The writ will be denied.
BEALS and JEFFERS, JJ., concur.
I concur in the result for the reason that relator's time for making application to this court began to run from the date its first motion to dismiss was denied; and this application is therefore not timely.
I concur in the majority opinion. However, State ex rel. Lyle v. Superior Court, 3 Wn.2d 702, 102 P.2d 246; State ex rel. Goodnow v. O'Phelan, ante p. 146, 106 P.2d 1073; State ex rel. Philips v. Hall, ante p. 531, 108 P.2d 339; State ex rel. Seattle v.

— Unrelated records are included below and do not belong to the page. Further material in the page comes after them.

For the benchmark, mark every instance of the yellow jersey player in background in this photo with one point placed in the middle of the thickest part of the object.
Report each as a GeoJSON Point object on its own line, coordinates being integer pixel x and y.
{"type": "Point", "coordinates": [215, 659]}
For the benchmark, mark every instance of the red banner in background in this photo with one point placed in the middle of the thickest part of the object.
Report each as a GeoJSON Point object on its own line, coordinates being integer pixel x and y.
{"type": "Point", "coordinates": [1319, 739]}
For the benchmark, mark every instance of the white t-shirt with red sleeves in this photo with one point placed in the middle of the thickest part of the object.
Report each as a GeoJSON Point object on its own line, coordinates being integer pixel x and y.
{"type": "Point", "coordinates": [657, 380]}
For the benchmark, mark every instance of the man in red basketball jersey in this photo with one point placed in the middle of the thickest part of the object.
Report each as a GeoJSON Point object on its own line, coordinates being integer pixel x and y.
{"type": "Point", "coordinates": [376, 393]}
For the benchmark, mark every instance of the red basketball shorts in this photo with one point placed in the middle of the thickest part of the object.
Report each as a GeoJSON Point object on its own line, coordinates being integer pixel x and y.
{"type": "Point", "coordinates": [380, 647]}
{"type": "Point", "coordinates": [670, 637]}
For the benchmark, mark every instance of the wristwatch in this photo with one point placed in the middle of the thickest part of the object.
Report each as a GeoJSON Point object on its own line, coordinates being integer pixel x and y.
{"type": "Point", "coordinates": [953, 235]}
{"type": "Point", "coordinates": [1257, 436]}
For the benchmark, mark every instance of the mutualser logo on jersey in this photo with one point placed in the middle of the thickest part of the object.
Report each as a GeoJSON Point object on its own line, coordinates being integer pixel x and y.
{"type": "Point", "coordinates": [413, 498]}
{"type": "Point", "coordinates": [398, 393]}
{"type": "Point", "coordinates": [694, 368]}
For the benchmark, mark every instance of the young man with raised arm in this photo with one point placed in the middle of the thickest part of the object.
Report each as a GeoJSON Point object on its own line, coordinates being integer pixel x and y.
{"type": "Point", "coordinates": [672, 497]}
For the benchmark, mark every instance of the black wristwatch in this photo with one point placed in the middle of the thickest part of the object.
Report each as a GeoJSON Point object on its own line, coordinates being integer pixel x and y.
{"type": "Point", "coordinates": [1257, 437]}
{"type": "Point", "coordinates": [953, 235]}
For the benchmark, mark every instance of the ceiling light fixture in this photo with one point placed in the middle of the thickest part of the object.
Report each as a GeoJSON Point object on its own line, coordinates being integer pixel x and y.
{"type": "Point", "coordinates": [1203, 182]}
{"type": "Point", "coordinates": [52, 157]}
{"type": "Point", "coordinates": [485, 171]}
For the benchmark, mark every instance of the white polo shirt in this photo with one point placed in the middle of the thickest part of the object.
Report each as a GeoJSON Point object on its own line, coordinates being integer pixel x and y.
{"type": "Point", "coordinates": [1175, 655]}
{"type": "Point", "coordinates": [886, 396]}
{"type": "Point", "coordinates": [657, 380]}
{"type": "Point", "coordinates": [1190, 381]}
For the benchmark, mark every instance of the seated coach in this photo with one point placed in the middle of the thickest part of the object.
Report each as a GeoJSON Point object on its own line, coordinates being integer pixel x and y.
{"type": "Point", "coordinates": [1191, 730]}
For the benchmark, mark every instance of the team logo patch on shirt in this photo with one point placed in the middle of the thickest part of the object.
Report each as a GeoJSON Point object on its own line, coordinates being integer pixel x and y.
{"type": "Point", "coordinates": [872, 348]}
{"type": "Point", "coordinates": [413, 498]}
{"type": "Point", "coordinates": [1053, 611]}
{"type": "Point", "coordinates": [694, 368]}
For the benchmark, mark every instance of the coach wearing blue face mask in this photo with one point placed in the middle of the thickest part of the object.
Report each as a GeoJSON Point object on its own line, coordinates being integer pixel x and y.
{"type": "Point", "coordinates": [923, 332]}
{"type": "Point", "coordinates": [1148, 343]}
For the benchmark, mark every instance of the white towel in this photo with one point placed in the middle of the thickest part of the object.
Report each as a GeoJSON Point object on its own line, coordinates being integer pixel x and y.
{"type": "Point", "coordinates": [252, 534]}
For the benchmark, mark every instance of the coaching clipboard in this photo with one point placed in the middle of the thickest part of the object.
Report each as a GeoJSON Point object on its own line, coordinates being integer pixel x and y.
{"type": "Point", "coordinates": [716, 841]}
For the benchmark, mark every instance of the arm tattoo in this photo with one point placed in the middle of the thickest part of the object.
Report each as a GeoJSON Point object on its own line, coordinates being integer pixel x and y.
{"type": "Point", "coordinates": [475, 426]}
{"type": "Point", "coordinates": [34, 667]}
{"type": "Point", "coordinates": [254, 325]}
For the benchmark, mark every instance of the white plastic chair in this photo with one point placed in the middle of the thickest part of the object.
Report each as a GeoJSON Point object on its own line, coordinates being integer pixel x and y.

Superior Court, ante p. 540, 108 P.2d 342, the case at bar, and other cases of like character in which we denied, without opinion, petition for a writ of mandate requiring trial court to dismiss an action for want of prosecution, accentuate the necessity for enactment of a statute or amendment of present rule (Rem. Rev. Stat. (Sup.), § 308-3, Rules of Practice III) making it mandatory that any action shall be dismissed by the court on motion of defendant, after due notice to plaintiff, if such action has not been brought to trial within eighteen months from the filing thereof unless the parties have stipulated in writing for an extension.